In my experience, organizations are not prepared for this. Traditional security awareness training doesn't cover AI-generated spoofing. Your 2026 training program needs to explicitly address the reality that voices and faces can be fabricated. Employees need to internalize a simple principle: if a request is unusual, verify it through a trusted channel regardless of how convincing the communication appears.
Spoofing Detection: Signs You're Being Targeted
Watch for these indicators across your environment:
- DMARC failure reports showing unauthorized use of your domain
- Employees reporting suspicious calls from numbers that match legitimate contacts
- Unexpected DNS resolution changes flagged by monitoring tools
- Login attempts from impossible locations — a user authenticating from two countries within minutes
- Lookalike domains registered with slight misspellings of your brand
Proactive monitoring for brand impersonation — including typosquatted domains — is something every organization should be doing. Services exist to scan for newly registered domains that mimic yours. If you find one, report it and get it taken down before it's used in an attack.
Spoofing Is Evolving. Your Defenses Need to Keep Up.

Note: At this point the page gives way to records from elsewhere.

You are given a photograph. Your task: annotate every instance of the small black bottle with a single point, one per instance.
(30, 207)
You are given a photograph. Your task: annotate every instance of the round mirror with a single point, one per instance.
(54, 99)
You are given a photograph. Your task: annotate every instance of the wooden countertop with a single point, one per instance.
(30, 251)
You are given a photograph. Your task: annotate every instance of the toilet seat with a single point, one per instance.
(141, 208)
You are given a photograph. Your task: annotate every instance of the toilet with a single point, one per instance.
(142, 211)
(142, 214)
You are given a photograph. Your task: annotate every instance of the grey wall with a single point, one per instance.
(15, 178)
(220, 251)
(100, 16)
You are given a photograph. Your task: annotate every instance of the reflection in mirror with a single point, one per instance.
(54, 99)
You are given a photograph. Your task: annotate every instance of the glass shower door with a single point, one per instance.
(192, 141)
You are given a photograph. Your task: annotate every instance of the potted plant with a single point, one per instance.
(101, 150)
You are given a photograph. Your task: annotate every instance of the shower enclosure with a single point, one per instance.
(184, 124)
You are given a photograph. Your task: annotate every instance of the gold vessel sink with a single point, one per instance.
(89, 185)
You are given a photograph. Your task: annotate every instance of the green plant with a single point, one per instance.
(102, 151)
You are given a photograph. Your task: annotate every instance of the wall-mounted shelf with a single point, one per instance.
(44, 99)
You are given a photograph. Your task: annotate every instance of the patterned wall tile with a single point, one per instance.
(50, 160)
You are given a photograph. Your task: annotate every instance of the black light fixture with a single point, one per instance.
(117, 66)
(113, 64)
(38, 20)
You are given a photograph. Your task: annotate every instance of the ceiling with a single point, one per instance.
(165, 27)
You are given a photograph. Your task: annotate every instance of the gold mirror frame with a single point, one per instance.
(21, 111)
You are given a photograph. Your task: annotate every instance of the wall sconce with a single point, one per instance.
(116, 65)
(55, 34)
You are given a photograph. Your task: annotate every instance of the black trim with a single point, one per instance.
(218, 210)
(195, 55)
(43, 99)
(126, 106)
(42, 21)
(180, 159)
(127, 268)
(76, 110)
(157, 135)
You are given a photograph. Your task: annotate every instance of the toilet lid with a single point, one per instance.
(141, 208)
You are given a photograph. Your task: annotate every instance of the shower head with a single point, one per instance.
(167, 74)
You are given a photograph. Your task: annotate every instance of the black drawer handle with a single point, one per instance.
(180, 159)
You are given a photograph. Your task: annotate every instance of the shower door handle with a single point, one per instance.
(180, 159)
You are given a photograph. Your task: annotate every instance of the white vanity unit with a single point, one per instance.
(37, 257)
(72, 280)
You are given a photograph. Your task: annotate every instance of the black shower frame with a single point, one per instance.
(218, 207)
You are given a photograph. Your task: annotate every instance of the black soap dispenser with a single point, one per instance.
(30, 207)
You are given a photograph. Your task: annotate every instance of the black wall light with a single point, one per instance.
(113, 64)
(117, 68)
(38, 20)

The threat actors using spoofing in 2026 aren't the same ones who were sending poorly formatted Nigerian prince emails in 2010. They're running targeted campaigns with AI-generated content, pixel-perfect cloned websites, and deepfaked executive voices. They study your organization's communication patterns before they strike.
Your defense has to be equally layered. Technical controls like DMARC, MFA, DNSSEC, and zero trust architecture form the foundation. But the human layer — trained, skeptical, empowered employees — is what catches the attacks that slip through. Every spoofing attack ultimately targets a decision point: should I click, should I transfer, should I trust? The right training ensures the right answer.
Don't wait for the $4.88 million lesson. Start building that defense today.